I made a few props besides the map. $3.99 got me a clear brown-tinted plastic wine glass. It’s got black and italian red stripes with gold paint pen on top. If you’re making cheesy props for a role playing game it is VERY useful to know how to write in runes!
Runes make everything cooler AND sillier.
Onward to the puzzles and scrolls. Any decent thick drawing paper makes them nicer, but plain printer paper works too. Write whatever you like in black or brown ink. I think brown ink looks best. Then paint the scroll front and back with a mixture of coffee and brown watercolor paint. Let it dry a little while, then roll the scroll while it’s still wet. Let it dry all the way tied with a ribbon, or bake it on low heat in the oven. Ketchup makes very good bloodstains, but smells horribly like ketchup if baked. Char the edges of the scroll slightly with a candle. Other paper-browning substances are soda, chocolate sauce, and so on. Chocolate sauce and ketchup impart an interesting sheen of age. If you have a crafty kid who doesn’t mind making a mess and if YOU don’t mind a bit of paper on fire in your sink then experimenting with scrolls can take up a whole afternoon or weekend to find the best mix. I’ve always wanted to try oiled paper outer wrappers.
The first puzzle is a simple substitution cipher, but first you have to solve the small math problems to get the numbers. I think a few smart 13 year olds can figure out what the 5th Fibonacci number is.
The second puzzle is a poem written in runes. they’re cheaty runes, a mix of half-remembered Futhark and Tolkien. But they work, and I can (scarily) write in them as fast as regular writing. Once the poem is decoded, it’s a riddle that I think might take them a minute or two to figure out, and it should lead them on to the next clue.
I didn’t want the puzzles to be too babyish. But not as hard as the ones I made for my grown up friends with slips of paper in books all over the house. (I remember one that was like “Oh, Hero’s Friend!” and it was “oleander” ie the egg with the next clue was hidden in the oleander bushes. The hint was in a book of Greek drama. I wish I had those somewhere – they were hard!
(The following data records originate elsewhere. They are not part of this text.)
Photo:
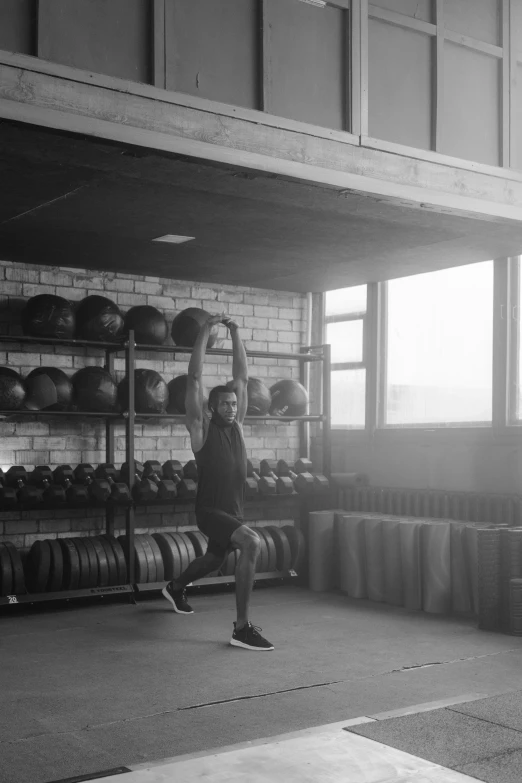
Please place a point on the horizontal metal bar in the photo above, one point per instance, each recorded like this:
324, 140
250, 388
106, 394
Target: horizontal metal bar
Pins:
63, 595
146, 587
ONce they get the chalice, the amulet, and the wand, some other stuff can happen. We figure the bandits and the royals will fight for a while and spy on each other, but then work together for the cause.
I want to introduce currency into this game in case anyone wants to play it up. So the royals should have a bunch of money, the bandits less individually but a treasure chest; and the druids (me) might charge for healing after battles. Maybe they’ll bribe and hire each other. I don’t know! But whoever ends up the wealthiest should get to be powerful in the True Queen’s court. So, we need like 12 little bags full of pennies and I think E. is coming over tomorrow with some fabric scraps to make the money pouches. I also need to make a quiver for Moomin’s 3 Nerf Rocket Arrows.
Dinner will be in character during the game, as the travellers dine with the druids in an encampment, and then are raided by bandits who take over the feast. I figure a couple of rotisserie chickens, loaves of bread, cheese, honey and apples make a good feast.
We should have some great photos, as long as we’re not all eaten by mountain lions. TOTALLY JOKING… there are no mountain lions… it’s a suburban park full of people and we’ll be incredibly loud and silly yelling ho there varlet & such waving our plastic swords. No one could mistake us for deer!
This is a cheap party to give, as long as you already have swords or will make them, and can scrabble together costumes. The kids have all been in shakespeare plays at school plus Ren Faire, so they had the clothes for it.
If no one gets poison oak then it will all be perfect!